Landscapes in Transition is a stunning show of recent paintings by Gerald Saladyga. This show is evidence that his work continues to evolve, becoming ever more complex and rich with symbolism, allusion and social comment.
I have to admit that my initial reaction to these developments in Saladyga's style was to be concerned that perhaps his compositions were becoming too busy. It was a reaction I kept to myself and I'm glad I did because it allowed me time to fully digest these new ideas.
As I've written before, Saladyga is influenced and inspired by star charts, maps of war zones and the view from airplanes.
These are, in fact, meta-landscapes—stylized representations of mountains, starry skies, forests, seas.

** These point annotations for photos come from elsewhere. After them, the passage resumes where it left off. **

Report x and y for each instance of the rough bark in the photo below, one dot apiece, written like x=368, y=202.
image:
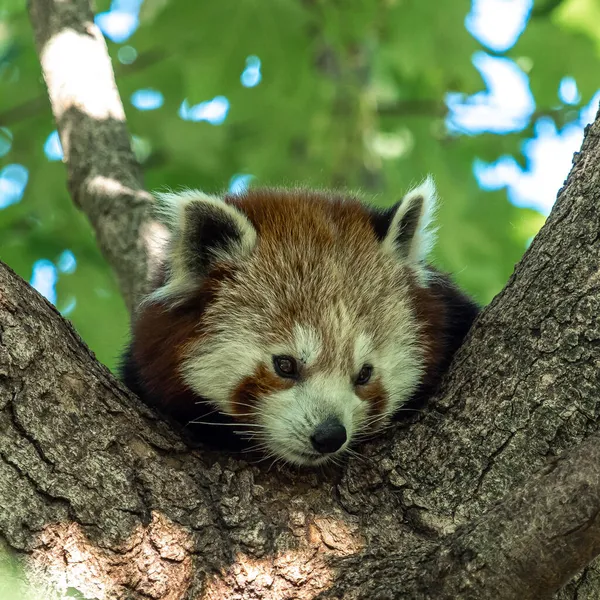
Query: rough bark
x=98, y=495
x=104, y=177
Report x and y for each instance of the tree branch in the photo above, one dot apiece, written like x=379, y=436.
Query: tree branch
x=104, y=178
x=99, y=495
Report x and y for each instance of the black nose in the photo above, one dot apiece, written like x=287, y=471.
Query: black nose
x=329, y=436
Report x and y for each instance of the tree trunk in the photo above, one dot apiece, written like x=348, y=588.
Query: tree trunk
x=99, y=495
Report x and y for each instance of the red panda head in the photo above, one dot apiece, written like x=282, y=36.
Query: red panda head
x=291, y=311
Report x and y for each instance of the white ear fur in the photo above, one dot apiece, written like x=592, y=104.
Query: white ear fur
x=410, y=236
x=229, y=237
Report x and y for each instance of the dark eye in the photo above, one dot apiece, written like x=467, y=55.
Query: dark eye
x=364, y=375
x=285, y=366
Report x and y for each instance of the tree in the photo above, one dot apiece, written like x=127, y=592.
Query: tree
x=99, y=495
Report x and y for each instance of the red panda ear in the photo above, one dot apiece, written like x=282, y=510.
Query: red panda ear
x=204, y=231
x=404, y=230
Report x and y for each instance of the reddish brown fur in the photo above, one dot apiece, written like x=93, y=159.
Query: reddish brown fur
x=249, y=392
x=164, y=337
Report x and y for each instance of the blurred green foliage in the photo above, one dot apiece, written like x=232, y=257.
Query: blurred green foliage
x=340, y=82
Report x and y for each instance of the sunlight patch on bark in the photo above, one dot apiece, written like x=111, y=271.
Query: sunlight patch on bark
x=155, y=561
x=77, y=69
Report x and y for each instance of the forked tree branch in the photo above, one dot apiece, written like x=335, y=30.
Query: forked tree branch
x=98, y=495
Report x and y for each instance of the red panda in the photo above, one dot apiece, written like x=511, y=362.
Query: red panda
x=303, y=319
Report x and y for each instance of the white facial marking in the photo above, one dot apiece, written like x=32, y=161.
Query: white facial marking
x=291, y=417
x=308, y=344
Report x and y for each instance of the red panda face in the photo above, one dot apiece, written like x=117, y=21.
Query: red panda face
x=310, y=338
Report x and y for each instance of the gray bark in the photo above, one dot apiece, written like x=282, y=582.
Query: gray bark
x=99, y=495
x=104, y=178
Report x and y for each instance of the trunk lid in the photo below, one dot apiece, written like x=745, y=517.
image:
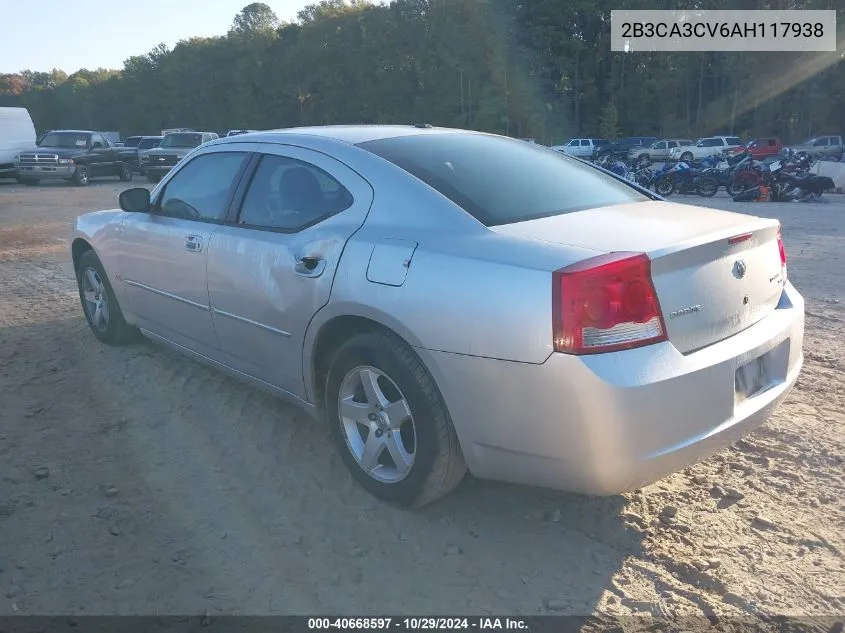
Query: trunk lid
x=716, y=272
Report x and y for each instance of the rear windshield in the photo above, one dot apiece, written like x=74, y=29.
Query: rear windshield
x=500, y=180
x=182, y=139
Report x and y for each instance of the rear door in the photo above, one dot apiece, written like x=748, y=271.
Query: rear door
x=163, y=254
x=272, y=266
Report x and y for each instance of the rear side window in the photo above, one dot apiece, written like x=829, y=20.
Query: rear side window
x=289, y=195
x=201, y=189
x=499, y=180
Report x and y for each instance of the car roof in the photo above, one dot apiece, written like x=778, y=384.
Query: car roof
x=349, y=134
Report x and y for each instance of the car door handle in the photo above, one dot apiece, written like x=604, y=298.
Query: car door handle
x=312, y=266
x=193, y=243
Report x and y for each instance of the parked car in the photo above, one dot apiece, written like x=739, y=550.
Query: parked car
x=659, y=150
x=821, y=147
x=173, y=147
x=622, y=147
x=18, y=135
x=173, y=130
x=131, y=141
x=73, y=155
x=706, y=147
x=581, y=147
x=133, y=155
x=761, y=148
x=553, y=352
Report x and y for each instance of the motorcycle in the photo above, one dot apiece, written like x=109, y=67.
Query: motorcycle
x=801, y=187
x=760, y=174
x=684, y=180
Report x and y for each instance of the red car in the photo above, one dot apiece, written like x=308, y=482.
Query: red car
x=761, y=148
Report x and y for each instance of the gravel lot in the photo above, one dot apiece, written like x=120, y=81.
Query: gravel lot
x=134, y=481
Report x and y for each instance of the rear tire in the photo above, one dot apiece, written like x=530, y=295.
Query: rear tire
x=664, y=187
x=125, y=173
x=401, y=392
x=99, y=303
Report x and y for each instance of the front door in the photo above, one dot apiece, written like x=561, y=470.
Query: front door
x=272, y=268
x=164, y=253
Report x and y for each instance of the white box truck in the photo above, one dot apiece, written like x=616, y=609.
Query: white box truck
x=17, y=134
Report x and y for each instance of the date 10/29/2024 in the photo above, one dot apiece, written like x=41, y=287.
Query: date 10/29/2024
x=418, y=624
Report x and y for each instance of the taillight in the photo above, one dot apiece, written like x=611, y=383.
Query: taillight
x=782, y=250
x=604, y=304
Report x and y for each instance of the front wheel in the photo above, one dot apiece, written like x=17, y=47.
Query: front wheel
x=390, y=423
x=80, y=176
x=99, y=303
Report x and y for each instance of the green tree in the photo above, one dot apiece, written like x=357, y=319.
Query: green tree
x=255, y=18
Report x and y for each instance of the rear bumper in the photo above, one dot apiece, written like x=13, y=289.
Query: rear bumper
x=43, y=172
x=610, y=423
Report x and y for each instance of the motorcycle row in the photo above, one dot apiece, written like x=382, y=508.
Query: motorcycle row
x=785, y=178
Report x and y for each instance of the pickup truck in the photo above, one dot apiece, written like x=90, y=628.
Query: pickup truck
x=622, y=147
x=581, y=147
x=73, y=155
x=761, y=148
x=821, y=147
x=706, y=147
x=155, y=163
x=659, y=150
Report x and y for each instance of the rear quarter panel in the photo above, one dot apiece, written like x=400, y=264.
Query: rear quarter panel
x=467, y=291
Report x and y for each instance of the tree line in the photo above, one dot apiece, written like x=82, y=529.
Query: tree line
x=527, y=68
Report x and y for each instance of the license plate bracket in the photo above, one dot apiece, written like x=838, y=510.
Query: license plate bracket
x=751, y=379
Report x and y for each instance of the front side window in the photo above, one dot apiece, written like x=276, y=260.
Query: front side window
x=148, y=143
x=289, y=195
x=201, y=189
x=499, y=180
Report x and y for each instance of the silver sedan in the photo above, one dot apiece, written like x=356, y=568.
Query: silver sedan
x=452, y=300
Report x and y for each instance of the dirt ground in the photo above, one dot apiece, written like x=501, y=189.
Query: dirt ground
x=134, y=481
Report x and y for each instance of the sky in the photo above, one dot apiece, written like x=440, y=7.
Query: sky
x=48, y=34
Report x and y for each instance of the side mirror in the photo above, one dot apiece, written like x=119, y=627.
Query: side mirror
x=136, y=200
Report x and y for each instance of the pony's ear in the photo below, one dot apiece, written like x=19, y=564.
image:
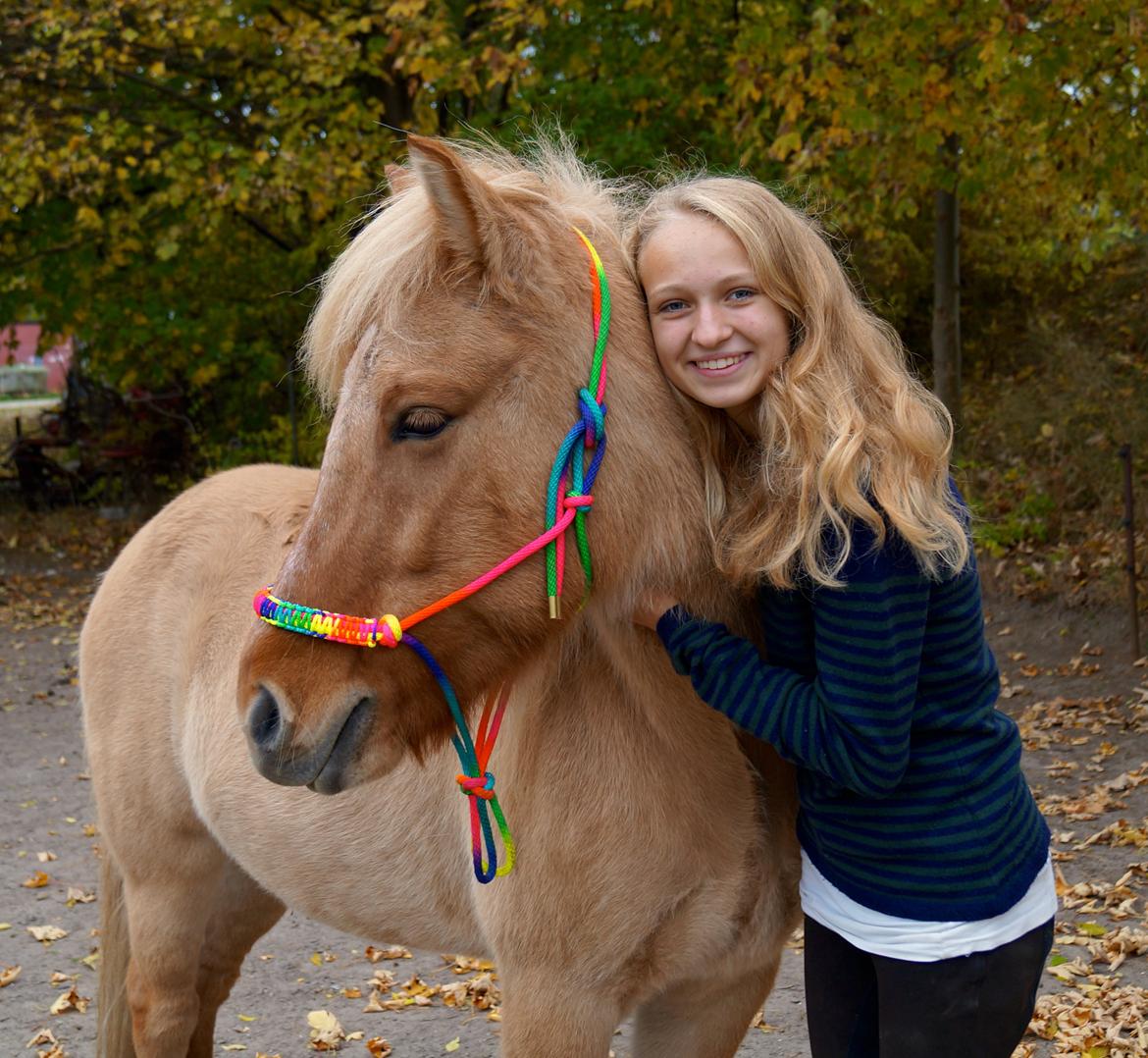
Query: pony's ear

But the meta part comes in with Saladyga's commentary on the literal and metaphorical wars being waged against the landscape. Oil derricks, submarines, bombers, fighter jets, nuke plants, bulldozers. Comic book-like explosions rend the sky and bulbous plumes of radioactive steam belch from reactor cooling towers.
Against this imagery are arrayed signifiers of the forces of nature in retreat: silhouettes of birds, bears, marine mammals. And, perhaps hinting at our own mad dash toward suicidal extinction, the vision of war in the painting "Everything That Rises" is flanked by silhouettes sauropod and pterodactyl dinosaurs.
The human presence, when it appears at all, is represented by cartoon faces observing the mayhem in frozen, wide-eyed, mouth agape amazement and disbelief.
All this intellectual energy and social commentary is undergirded by superb draftsmanship, complex yet readable design and Saladyga's mastery of his own approach to using latex paints.
Also on display at Art/Place are a series of prints and collages by Florence Zolan called Back and Forth. Although in a separate room from the exhibit of Saladyga's paintings, it's a complementary show. Saladyga's compositions have an almost collage-like aesthetic. A few of Zolan's collages with mixed media include maps and some of the forms in her prints resemble forms found as recurring motifs in Saladyga's paintings.
But where Saladyga's paintings are brash and apocalyptic—albeit engagingly so—Zolan's works are quieter and meditative. According to her artist statement, Zolan enjoys the play of different contrasting elements and it shows in her work.
In "Spaces," "Spaces II," "The Space Within" and "Soft Spaces"—smaller works combining print, collage and pastels—mottled print inks and softly contoured shapes abut solid color cut paper. The collage "Fan Fare" is an energetic work that appears to nod to Dada and Suprematism.
These shows are up through this Saturday.